There were 128 households, out of which 37.5% had children under the age of 18 living with them, 70.3% were married couples living together, 2.3% had a female householder with no husband present, and 25.8% were non-families. 20.3% of all households were made up of individuals, and 9.4% had someone living alone who was 65 years of age or older. The average household size was 2.71 and the average family size was 3.18.

In the village, the population was spread out, with 25.9% under the age of 18, 8.4% from 18 to 24, 28.8% from 25 to 44, 23.9% from 45 to 64, and 13.0% who were 65 years of age or older. The median age was 37 years. For every 100 females, there were 112.9 males. For every 100 females age 18 and over, there were 97.7 males.
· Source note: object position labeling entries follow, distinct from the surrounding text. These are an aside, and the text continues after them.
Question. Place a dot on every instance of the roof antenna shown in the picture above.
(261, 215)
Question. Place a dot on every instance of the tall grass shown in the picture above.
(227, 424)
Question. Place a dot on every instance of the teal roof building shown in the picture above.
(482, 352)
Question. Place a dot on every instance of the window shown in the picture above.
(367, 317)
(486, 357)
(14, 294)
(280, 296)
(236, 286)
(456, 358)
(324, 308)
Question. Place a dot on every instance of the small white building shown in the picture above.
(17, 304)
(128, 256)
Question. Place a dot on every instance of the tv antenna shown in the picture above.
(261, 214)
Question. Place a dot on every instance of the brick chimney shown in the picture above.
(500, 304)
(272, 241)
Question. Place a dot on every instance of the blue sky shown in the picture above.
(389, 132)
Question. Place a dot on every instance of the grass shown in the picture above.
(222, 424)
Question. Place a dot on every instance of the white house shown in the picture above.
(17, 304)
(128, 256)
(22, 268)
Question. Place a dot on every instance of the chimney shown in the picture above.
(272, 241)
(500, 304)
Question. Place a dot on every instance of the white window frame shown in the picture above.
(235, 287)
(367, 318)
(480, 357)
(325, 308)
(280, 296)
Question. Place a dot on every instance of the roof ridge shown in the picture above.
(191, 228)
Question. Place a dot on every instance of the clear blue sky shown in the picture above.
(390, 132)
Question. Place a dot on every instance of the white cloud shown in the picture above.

The median income for a household in the village was $45,000, and the median income for a family was $50,417. Males had a median income of $40,313 versus $28,125 for females. The per capita income for the village was $17,100. About 2.1% of families and 5.4% of the population were below the poverty line, including 2.2% of those under age 18 and 16.7% of those age 65 or over.

==Education==
It is in the Fort Osage R-I School District. Fort Osage High School is the zoned comprehensive high school.

Metropolitan Community College has the Fort Osage school district in its taxation area.

== Transportation ==
Sibley is located on the Marceline Subdivision of the Southern Transcon route of the BNSF Railway. This is the main transcontinental route between Los Angeles and Chicago, and carries an average of 90 freight trains per day. By October 2018, the entire Southern Transcon was double-tracked, except for the Sibley Railroad Bridge and one other bridge; the crossing of the Salt Fork Arkansas River at Alva, Oklahoma.